OpenAI has introduced its latest small AI model, GPT-4o mini. The company announced that GPT-4o mini, which is both cheaper and faster than its current advanced models, is now available to developers and through the ChatGPT web and mobile app for consumers. Enterprise users will gain access next week.
According to OpenAI, GPT-4o mini excels in reasoning tasks involving both text and vision, outperforming other leading small AI models. As small AI models improve, they are becoming increasingly popular among developers due to their speed and cost efficiencies compared to larger models such as GPT-4 Omni or Claude 3.5 Sonnet. These smaller models are ideal for high-volume, simple tasks that require repeated AI calls.
Moreover, OpenAI claims that GPT-4o mini is significantly more affordable to operate than previous models, being more than 60% cheaper than GPT-3.5 Turbo. Currently, GPT-4o mini supports text and vision in the API, with plans to add video and audio capabilities in the future.
“We envision a future where models become seamlessly integrated in every app and on every website,” the company said in its announcement. “GPT-4o mini is paving the way for developers to build and scale powerful AI applications more efficiently and affordably. The future of AI is becoming more accessible, reliable, and embedded in our daily digital experiences, and we’re excited to continue to lead the way.”
For developers using OpenAI’s API, GPT-4o mini is priced at 15 cents per million input tokens and 60 cents per million output tokens. It has a context window of 128,000 tokens, roughly equivalent to the length of a book, and a knowledge cutoff date of October 2023.
While OpenAI did not disclose the exact size of GPT-4o mini, it mentioned that it is in the same tier as other small AI models such as Llama 3 8b, Claude Haiku, and Gemini 1.5 Flash. However, the company claims GPT-4o mini is faster, more cost-efficient, and smarter than these industry-leading small models, based on pre-launch testing in the LMSYS.org chatbot arena. Early independent tests support these claims.
The company explained, “GPT-4o mini enables a broad range of tasks with its low cost and latency, such as applications that chain or parallelize multiple model calls (e.g., calling multiple APIs), pass a large volume of context to the model (e.g., full code base or conversation history), or interact with customers through fast, real-time text responses (e.g., customer support chatbots).”

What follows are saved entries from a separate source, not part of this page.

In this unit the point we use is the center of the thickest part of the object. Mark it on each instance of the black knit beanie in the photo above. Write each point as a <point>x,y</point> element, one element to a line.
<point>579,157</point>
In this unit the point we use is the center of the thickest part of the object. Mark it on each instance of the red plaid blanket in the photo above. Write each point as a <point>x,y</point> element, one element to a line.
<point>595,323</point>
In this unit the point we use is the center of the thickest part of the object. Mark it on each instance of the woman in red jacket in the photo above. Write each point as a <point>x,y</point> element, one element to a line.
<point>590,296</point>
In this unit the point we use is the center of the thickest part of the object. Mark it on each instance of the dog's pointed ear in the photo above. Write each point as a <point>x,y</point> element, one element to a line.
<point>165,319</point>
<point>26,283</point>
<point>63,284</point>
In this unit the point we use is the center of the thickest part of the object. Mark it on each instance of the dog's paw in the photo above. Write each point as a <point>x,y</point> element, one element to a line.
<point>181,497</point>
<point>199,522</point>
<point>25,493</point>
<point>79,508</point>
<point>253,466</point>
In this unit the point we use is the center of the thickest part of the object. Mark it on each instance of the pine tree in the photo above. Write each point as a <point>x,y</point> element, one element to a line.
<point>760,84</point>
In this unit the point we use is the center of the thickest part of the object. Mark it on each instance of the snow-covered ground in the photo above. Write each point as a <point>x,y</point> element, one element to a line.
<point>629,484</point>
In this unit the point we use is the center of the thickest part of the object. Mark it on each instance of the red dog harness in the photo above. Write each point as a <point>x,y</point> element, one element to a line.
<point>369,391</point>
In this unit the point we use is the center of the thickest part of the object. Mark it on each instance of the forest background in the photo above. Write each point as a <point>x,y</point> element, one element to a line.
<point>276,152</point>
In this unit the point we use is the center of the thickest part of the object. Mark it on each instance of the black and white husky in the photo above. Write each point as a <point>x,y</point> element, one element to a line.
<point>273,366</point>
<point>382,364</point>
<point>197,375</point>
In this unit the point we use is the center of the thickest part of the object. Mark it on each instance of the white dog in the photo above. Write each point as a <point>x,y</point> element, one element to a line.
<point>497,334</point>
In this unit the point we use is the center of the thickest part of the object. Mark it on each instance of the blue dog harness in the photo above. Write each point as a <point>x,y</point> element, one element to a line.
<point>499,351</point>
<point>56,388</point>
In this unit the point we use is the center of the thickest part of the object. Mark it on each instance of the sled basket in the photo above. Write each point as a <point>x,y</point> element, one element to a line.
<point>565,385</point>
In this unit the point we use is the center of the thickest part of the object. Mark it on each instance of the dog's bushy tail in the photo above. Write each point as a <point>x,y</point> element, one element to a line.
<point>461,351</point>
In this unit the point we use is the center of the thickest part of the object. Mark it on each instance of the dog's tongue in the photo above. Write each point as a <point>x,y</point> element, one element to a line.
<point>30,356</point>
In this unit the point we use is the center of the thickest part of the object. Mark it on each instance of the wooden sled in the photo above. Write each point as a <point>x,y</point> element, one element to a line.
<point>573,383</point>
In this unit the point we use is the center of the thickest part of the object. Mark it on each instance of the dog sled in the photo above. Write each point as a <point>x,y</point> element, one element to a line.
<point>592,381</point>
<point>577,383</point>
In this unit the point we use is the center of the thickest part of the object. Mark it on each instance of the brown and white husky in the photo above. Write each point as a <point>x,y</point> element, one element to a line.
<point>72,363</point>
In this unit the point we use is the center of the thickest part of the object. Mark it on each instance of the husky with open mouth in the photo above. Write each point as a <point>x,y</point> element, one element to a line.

In a separate announcement, OpenAI introduced new tools for enterprise customers on Thursday. In a blog post, the company revealed the Enterprise Compliance API, designed to help businesses in highly regulated industries such as finance, healthcare, legal services, and government meet logging and audit requirements.

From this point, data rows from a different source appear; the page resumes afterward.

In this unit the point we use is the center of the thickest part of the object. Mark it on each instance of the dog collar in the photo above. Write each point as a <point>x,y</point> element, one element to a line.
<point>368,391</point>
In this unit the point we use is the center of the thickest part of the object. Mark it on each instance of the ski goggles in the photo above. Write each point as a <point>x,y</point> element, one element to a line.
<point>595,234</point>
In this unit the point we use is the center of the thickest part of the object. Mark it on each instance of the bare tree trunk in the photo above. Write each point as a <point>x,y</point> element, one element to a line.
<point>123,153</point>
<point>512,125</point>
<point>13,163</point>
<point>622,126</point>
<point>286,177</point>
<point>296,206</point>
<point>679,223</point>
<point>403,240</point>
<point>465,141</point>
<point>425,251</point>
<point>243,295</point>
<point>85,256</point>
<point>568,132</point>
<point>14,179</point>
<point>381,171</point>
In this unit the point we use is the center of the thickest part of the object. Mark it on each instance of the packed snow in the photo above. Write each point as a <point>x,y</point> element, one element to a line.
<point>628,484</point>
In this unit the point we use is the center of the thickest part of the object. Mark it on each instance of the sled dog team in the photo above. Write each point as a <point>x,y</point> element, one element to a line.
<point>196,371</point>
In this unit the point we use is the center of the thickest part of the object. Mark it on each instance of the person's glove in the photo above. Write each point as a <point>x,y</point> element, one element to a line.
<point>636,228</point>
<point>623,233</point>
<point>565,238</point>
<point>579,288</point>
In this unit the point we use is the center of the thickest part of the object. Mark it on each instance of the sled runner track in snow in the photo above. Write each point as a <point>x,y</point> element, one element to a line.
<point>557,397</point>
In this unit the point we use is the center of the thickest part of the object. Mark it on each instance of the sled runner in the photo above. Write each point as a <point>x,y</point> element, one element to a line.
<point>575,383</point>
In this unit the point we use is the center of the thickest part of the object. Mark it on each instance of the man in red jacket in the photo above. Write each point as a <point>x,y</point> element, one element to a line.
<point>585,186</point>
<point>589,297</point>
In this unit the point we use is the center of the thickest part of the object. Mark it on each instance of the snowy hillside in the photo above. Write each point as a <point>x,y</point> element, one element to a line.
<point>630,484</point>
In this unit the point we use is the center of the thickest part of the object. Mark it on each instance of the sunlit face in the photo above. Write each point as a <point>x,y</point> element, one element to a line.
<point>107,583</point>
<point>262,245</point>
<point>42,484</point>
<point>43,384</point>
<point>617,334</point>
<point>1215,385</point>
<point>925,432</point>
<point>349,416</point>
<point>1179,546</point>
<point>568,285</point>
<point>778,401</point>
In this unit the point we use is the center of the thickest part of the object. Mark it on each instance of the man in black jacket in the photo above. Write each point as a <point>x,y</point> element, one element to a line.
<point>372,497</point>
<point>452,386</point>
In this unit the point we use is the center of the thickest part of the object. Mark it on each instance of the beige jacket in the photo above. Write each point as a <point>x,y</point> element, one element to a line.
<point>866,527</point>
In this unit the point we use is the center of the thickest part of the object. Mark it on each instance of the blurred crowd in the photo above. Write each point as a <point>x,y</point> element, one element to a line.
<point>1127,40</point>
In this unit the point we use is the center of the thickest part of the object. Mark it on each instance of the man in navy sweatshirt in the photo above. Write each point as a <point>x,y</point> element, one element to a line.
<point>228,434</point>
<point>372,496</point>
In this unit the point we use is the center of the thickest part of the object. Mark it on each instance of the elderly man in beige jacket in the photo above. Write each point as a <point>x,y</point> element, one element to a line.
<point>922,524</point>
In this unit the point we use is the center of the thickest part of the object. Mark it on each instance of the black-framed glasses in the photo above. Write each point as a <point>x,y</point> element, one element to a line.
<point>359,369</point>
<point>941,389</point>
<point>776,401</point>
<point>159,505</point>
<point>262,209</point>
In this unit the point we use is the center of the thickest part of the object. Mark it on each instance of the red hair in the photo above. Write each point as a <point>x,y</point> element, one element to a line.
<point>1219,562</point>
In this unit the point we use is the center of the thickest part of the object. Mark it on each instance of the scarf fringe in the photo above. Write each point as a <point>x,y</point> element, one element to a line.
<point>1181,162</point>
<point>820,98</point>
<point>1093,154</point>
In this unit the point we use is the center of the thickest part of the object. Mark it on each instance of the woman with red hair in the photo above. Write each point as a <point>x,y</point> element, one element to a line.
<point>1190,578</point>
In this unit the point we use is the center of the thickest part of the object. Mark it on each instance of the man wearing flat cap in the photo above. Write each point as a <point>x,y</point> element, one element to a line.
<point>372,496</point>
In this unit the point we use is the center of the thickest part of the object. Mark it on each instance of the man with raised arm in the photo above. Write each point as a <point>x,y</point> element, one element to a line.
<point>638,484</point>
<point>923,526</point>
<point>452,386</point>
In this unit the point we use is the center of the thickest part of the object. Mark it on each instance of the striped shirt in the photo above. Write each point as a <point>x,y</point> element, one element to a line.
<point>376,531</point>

These tools will enable admins to audit and manage their ChatGPT Enterprise data, providing records of time-stamped interactions, including conversations, uploaded files, workspace users, and more.
OpenAI is also offering admins more granular control for workspace GPTs, custom versions of ChatGPT created for specific business use cases. Previously, admins could only fully allow or block GPT actions in their workspace. Now, workspace owners can create an approved list of domains that GPTs can interact with.